A Cidade (Ribeirão Preto)

USP terá computador contra dengue

Publicado em 03 dezembro 2010

Por Ana Paula Sousa

Um supercomputador capaz de fazer um trilhão de cálculos por segundo ajudará pesquisadores da USP (Universidade de São Paulo) de Ribeirão Preto a desenvolver um estudo que pretende desvendar o processo de infecção do vírus da dengue. Entender o mecanismo pode ajudar a desenvolver substâncias que impeçam a ligação do vírus com células humanas.

O grupo que conduz a pesquisa, liderada pelo professor Léo Degrève, da Faculdade de Filosofia, Ciências e Letras de Ribeirão Preto, procura um modo de inibir a ação da proteína E, que tem um papel fundamental na conexão do vírus à membrana celular de pessoas contaminadas pela doença.

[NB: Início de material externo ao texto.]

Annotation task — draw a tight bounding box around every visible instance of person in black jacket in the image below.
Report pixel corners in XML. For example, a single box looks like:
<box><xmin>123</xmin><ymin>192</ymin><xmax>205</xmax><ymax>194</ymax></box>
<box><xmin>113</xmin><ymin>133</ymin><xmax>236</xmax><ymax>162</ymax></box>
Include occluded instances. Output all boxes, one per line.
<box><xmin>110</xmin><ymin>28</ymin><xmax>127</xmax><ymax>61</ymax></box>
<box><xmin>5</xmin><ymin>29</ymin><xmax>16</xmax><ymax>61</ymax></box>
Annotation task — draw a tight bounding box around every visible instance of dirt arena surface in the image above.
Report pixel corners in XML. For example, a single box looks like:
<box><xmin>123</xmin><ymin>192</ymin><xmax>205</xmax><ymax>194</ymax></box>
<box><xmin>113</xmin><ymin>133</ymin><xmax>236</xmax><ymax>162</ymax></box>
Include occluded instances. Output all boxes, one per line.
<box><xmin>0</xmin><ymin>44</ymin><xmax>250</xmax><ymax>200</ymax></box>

"O vírus da dengue apenas se liga a alguns tipos de célula, como dendritos e macrócitos. Um antiviral poderia inibir a capacidade da proteína E de fazer essa ligação" afirma o biólogo Etore Aguiar Moreira, do Centro de Pesquisa em Virulência do HC (Hospital das Clínicas) de Ribeirão.

O computador, produzido pela empresa americana Silicon Graphics International, vai ajudar os especialistas que desenvolvem o estudo em Ribeirão a conhecer detalhes da estrutura tridimensional e detalhes atômicos dessa proteína.

Apoiado pela Fapesp (Fundação de Amparo à Pesquisa do Estado de São Paulo), o projeto, que recebeu verba de cerca de R$ 600 mil, propõe a criação de um portal na internet, que terá o objetivo de integrar ações de vários grupos de pesquisa brasileiros.

Possibilidade

O vírus do dengue é um dos 68 flavivírus da família dos flaviviridae, que podem causar febres hemorrágicas e encefalites que chegam a ser, letais para o ser humano. Em Ribeirão, mais 29,5 mil pessoas foram infectadas pelo mosquito Aedes aegypti neste ano, a maior epidemia da história do município.

Para o médico da Vigilância Epidemiológica de Ribeirão, Cláudio de Paulo, pesquisas a respeito dos quatro tipos de vírus da dengue são importantes para a saúde pública.

"Os estudos são muito válidos, mas infelizmente ainda não temos resultados concretos. O controle da dengue hoje ainda está nas pessoas" afirma.